Rząd chce zachęcić do inwestowania w ekologiczne źródła energii. Jak dowiaduje się "Polska", ci, którzy zamierzają ogrzewać swój dom biomasą, zbudować elektrownię wodną lub wiatrową będą mogli dostać od państwa preferencyjną pożyczkę.
Projekt w tej sprawie przygotowuje Ministerstwo Gospodarki. - Pracujemy z Bankiem Ochrony Środowiska nad szczegółami proekologicznej oferty kredytowej. Nie wykluczamy nawet, że pożyczki mogą być bezzwrotne - zapowiedział Eugeniusz Postolski, wiceminister gospodarki.

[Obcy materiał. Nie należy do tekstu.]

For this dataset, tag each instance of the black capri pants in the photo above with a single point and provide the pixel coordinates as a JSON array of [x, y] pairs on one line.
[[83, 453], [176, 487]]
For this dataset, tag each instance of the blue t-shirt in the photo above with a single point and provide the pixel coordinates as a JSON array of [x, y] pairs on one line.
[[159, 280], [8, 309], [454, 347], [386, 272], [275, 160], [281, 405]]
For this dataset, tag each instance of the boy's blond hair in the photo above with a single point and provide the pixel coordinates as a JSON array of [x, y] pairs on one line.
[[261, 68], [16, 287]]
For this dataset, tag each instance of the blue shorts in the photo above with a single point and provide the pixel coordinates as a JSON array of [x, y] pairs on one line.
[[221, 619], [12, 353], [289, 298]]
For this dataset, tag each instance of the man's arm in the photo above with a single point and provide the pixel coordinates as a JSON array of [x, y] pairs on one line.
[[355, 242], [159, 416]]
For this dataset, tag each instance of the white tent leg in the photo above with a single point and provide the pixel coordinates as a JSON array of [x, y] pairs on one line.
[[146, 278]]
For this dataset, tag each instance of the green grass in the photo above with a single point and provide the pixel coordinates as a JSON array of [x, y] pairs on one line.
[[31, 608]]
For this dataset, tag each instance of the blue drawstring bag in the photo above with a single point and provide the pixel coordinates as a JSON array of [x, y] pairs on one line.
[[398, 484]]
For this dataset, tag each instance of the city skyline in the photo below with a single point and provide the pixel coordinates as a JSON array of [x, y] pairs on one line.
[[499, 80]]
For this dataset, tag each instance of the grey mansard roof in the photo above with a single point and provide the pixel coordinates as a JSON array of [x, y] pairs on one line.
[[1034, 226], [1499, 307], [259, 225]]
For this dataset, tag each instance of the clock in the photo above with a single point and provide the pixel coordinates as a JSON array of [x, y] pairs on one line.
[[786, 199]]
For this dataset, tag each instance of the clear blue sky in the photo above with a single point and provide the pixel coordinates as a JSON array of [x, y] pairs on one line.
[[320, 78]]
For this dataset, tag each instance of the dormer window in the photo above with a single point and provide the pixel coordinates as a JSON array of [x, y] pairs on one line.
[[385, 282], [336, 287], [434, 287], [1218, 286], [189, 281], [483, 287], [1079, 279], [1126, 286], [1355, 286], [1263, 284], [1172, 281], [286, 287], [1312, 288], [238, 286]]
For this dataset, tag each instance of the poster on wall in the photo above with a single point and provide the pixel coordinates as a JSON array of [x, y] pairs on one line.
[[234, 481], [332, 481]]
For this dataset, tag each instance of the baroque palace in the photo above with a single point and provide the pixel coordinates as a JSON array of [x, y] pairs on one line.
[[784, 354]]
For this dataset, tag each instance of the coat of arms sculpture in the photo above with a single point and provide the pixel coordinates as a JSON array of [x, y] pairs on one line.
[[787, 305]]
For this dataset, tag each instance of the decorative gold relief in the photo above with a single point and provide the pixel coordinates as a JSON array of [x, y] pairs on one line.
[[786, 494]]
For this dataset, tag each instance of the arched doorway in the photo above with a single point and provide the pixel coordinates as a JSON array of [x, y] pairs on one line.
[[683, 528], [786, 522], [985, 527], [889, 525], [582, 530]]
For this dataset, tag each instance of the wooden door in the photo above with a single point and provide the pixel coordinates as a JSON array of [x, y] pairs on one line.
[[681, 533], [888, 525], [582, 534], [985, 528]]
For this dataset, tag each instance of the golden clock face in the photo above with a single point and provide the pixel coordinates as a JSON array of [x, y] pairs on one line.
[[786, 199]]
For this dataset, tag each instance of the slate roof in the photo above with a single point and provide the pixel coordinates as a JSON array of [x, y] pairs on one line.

Na początku rząd skupi się na promowaniu najtańszych metod pozyskiwania energii. W Polsce to ciągle jest biomasa. Kocioł o mocy 16 kW, w którym spala się słomę lub trociny, kosztuje ok. 5 tys. zł i jest w stanie ogrzać 150-metrowy dom. Ogrzanie i dostarczenie ciepłej wody do takiego domu kosztuje rocznie nie więcej niż 4 tys. zł. W Polsce już dziś są miejsca, gdzie większość gospodarstw ogrzewana jest biomasą. W wielu przypadkach to władze gminy przekonały mieszkańców do tej nowości.
Co i za ile?
Rząd chce wykorzystać właśnie m.in. gminy do promowania ekologicznych rozwiązań w całym kraju. W urzędach pojawią się ulotki informacyjne. Z nich mieszkańcy będą mogli dowiedzieć się z jakich przyjaznych środowisku rozwiązań mogą korzystać i ile one kosztują.
Jak wylicza dziennik "stosunkowo tanio można ogrzać dom energią słoneczną". Instalacja kolektorów dla 4-5 osób kosztuje około 10 tys. zł. Niewielki dom jednorodzinny można też ogrzać, stawiając wiatrak, który kosztuje 25 tys. zł. Dużo droższe jest już ogrzewanie za pomocą pomp cieplnych. Koszty instalacji sięgają 100 tys. zł.
2000 biogazowni?
Jeszcze bardziej kosztowne są biogazownie. Polska Izba Biomasy - instytucja promująca ekologiczną energię - chce, by do 2020 r. powstało ich w Polsce dwa tysiące. Jedna kosztuje ok. 12 mln zł. Jednak biogazownie to już rozwiązania dla całych gmin lub przedsiębiorstw, a nie gospodarstw domowych. Nieco tańsze jest stworzenie elektrowni wiatrowej. Elektrownia o mocy 1 MW razem z masztem i montażem kosztuje ok. 1,5 mln euro.
Jako godny naśladowania, "Polska" podaje przykład Szwecji. Tam aż 2/5 energii pochodzą z biomasy - trocin, słomy lub np. gnojowicy - energii wiatrowej, słonecznej, wodnej i podobnych źródeł przyjaznych środowisku.